A câmera de Rocha acompanha Expedito contemplativa, lenta e silenciosamente. O público é convidado a mergulhar no universo deste protagonista que tem um tempo totalmente próprio, isolado do ritmo da cidade grande que, mais que o rodear, o cerca. Contrariamente ao significado de seu próprio nome, Expedito não tem pressa. O filme também não. De sua janela ele observa uma gigantesca, barulhenta e poeirenta obra que resultará em três empreendimentos imobiliários. Ele nem liga. Ou diz não ligar. Caminha longamente pelas ruas ouvindo trechos de conversas alheias, fragmentos de programas populares de rádio e deliciosas músicas de dor de cotovelo que divide com cantores anônimos num pequeno sarau noturno promovido por um acolhedor boteco. Para onde vai Expedito?

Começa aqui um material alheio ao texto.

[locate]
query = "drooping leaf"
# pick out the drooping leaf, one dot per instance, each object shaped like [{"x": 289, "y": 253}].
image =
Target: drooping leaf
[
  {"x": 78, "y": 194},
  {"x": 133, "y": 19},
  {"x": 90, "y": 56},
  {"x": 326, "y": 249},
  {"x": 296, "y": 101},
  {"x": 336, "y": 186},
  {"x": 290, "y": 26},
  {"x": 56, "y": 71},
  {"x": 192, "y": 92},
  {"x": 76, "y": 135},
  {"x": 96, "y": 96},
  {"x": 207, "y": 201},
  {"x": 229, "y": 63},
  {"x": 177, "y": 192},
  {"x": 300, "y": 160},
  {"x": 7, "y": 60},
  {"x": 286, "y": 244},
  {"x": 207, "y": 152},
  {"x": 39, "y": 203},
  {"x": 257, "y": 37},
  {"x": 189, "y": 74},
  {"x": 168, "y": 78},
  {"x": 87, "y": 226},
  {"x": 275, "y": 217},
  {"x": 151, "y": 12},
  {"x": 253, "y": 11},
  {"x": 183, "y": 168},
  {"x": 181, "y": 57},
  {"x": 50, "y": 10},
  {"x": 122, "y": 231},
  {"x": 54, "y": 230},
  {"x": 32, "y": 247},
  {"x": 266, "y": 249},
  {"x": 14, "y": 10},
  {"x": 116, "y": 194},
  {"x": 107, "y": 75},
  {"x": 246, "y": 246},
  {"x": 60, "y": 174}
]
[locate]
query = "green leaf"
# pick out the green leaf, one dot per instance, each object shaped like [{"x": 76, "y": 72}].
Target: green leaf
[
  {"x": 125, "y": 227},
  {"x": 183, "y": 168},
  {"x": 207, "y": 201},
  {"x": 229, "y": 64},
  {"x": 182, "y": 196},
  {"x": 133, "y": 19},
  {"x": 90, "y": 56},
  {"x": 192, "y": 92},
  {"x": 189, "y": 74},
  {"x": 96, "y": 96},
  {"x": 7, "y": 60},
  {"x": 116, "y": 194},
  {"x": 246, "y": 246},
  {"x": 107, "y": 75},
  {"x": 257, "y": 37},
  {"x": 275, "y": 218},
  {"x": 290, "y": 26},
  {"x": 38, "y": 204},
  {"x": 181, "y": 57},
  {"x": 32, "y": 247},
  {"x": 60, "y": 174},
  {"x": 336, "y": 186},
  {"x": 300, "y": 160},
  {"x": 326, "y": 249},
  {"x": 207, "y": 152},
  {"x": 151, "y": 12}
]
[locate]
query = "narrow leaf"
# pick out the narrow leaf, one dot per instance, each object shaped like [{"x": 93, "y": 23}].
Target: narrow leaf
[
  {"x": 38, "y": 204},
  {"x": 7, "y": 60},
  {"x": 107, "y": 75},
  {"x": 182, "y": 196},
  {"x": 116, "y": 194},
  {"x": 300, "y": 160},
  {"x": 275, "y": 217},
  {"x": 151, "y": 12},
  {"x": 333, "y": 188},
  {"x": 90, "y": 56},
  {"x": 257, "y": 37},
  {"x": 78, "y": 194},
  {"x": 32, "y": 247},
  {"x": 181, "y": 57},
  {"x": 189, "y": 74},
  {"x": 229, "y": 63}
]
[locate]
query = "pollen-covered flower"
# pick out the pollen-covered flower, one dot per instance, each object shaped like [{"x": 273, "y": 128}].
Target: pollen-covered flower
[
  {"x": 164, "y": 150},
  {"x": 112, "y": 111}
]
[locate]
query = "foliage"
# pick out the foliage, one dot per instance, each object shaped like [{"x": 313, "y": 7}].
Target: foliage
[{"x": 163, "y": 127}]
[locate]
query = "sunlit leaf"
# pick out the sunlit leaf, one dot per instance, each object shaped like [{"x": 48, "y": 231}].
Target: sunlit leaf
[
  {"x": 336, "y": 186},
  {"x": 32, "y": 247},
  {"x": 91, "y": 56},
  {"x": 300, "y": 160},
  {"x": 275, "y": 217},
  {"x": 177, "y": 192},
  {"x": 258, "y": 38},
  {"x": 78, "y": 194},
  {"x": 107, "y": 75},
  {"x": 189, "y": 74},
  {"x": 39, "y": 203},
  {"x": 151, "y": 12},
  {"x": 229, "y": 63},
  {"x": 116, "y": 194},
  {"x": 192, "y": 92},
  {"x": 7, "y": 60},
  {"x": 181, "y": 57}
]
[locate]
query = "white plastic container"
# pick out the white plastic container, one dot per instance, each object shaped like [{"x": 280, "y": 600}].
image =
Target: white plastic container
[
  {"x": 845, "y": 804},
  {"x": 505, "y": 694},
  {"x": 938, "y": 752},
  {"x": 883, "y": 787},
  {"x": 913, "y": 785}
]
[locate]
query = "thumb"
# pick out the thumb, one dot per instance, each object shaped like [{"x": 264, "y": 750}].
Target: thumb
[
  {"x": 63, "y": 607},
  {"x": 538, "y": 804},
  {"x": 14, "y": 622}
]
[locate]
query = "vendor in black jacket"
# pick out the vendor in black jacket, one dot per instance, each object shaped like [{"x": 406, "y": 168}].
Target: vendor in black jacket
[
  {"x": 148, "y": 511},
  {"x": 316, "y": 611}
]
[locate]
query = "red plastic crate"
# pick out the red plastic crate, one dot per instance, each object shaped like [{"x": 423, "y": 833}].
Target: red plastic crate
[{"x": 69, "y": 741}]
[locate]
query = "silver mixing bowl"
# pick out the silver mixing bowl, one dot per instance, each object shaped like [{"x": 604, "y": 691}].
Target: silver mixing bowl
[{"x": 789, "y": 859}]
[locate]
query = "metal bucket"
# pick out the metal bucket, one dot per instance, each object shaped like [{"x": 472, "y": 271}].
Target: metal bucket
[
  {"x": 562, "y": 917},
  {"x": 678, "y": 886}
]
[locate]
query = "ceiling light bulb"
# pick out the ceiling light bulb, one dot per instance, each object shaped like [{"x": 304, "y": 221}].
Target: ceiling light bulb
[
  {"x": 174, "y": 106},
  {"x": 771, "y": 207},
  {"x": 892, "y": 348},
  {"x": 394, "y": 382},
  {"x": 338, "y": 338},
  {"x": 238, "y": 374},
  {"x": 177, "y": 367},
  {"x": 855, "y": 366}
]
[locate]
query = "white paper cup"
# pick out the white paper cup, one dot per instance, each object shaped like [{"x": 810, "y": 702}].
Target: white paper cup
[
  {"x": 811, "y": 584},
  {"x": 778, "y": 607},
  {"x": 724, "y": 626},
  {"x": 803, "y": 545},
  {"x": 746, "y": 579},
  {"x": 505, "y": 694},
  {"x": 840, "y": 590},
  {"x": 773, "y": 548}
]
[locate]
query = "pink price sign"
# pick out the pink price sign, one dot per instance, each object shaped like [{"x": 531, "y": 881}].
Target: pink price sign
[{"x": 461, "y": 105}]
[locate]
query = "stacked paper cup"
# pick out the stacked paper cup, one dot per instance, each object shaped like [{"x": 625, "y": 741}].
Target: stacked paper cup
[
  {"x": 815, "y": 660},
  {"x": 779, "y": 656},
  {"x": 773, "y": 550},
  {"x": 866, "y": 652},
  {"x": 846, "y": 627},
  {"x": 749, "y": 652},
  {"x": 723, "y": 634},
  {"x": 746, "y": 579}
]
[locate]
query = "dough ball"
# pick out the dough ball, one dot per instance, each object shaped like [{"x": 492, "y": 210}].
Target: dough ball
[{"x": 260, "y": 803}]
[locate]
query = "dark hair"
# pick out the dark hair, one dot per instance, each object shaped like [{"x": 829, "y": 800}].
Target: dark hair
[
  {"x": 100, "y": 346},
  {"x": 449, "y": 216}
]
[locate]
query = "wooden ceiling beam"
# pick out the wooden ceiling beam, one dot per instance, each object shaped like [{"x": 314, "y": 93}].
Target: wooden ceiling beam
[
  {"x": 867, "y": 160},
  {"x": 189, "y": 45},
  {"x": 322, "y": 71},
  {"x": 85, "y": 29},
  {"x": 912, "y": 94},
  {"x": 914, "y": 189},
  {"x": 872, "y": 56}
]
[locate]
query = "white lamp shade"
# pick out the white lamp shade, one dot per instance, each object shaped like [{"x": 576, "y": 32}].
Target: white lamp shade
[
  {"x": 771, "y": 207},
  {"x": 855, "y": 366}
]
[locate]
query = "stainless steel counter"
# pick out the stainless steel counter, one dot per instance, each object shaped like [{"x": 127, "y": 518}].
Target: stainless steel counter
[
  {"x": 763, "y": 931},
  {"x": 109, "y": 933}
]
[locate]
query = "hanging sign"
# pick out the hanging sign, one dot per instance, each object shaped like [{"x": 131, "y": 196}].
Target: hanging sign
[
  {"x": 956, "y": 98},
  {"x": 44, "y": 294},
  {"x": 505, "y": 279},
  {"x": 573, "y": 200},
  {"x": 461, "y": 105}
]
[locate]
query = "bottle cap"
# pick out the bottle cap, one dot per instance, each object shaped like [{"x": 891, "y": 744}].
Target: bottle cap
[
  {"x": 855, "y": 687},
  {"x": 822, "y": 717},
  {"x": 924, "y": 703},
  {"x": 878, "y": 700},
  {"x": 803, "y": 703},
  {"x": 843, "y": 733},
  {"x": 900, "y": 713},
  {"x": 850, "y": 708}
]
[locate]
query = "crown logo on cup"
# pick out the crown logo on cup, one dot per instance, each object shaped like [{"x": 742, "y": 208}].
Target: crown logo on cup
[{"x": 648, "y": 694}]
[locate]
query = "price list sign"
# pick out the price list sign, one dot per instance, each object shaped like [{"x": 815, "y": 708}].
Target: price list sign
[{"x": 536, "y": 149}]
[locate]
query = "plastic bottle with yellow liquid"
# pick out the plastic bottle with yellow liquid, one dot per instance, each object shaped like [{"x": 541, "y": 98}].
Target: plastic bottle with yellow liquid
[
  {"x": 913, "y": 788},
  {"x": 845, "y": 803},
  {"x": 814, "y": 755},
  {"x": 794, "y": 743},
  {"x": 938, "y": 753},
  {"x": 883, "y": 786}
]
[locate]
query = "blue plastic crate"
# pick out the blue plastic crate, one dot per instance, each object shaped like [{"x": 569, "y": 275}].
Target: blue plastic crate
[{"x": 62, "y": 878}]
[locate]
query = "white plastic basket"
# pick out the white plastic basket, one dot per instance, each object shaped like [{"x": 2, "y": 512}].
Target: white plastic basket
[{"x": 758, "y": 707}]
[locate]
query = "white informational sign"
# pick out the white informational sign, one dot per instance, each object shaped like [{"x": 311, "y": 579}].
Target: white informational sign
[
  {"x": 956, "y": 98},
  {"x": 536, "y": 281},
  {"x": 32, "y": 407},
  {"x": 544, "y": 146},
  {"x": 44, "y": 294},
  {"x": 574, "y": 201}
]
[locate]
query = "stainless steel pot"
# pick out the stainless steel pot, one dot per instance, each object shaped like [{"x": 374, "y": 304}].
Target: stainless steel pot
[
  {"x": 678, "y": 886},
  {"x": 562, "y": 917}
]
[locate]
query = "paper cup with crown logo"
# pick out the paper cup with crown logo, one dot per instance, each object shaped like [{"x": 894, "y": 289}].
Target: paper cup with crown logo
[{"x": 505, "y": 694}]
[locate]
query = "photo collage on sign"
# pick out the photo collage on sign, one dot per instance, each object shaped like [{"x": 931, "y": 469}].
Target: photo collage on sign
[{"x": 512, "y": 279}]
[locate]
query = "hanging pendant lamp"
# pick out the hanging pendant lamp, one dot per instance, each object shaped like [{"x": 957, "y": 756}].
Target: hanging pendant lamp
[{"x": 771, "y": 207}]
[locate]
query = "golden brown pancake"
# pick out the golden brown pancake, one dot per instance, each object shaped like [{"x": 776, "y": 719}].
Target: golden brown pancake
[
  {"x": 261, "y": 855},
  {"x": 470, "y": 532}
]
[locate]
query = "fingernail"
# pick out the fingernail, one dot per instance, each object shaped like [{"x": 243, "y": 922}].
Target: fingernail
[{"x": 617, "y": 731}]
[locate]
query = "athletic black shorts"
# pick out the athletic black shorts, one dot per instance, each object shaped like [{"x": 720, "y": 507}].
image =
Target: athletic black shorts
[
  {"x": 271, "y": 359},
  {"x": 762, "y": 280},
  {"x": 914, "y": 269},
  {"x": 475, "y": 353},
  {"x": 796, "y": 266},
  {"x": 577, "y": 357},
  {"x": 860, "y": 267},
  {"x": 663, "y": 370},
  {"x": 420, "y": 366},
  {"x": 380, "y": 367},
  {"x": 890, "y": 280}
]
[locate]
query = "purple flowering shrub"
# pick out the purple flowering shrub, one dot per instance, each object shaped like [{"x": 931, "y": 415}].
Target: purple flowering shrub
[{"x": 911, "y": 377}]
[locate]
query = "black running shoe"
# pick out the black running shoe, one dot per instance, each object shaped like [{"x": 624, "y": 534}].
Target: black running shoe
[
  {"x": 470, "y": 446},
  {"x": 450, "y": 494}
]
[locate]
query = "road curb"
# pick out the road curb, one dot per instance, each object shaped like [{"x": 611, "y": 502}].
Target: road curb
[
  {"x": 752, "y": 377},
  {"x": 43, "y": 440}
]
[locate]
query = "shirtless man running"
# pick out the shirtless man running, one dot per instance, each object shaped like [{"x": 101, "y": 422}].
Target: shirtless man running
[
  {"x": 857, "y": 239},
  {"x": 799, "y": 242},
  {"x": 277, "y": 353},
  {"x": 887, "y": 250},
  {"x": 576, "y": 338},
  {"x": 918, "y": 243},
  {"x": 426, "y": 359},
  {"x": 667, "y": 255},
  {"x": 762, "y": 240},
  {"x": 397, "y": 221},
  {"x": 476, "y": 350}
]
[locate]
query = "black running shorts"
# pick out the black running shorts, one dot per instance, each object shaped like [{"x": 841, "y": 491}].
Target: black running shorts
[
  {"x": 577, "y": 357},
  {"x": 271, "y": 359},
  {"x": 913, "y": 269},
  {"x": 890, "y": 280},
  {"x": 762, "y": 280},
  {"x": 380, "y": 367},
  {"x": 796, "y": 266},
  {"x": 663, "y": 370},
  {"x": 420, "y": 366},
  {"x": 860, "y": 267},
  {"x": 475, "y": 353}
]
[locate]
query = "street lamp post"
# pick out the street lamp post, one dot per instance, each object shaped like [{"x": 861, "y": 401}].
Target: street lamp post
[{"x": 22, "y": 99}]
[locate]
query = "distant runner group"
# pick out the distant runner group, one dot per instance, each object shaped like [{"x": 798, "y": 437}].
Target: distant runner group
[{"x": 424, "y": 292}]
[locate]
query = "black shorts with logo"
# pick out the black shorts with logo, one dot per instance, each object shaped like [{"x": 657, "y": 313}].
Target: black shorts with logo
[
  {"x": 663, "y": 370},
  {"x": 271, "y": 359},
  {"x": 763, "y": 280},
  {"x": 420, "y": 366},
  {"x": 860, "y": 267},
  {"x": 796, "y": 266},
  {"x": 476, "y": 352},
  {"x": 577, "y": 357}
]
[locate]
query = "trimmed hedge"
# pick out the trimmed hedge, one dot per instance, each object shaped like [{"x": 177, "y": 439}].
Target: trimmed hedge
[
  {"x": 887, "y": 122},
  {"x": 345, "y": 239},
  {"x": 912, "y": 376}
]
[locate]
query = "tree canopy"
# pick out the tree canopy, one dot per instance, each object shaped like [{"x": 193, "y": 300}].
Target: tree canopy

Para onde vai o filme?
O público que se propuser a viajar na proposta intimista de Eryk será brindado com uma belíssima obra cinematográfica de grandes planos, bela fotografia do franco-uruguaio Miguel Vassy (fotógrafo também de “Waldick, pra Sempre no Meu Coração”) e um nada menos que genial trabalho de trilha sonora (do cearense Fernando Catatau), elemento fundamental dentro da própria dramaturgia do filme.

“Transeunte” é Cinema na verdadeira e maior acepção da palavra.

Celso Sabadin viajou a Brasília a convite da organização do evento.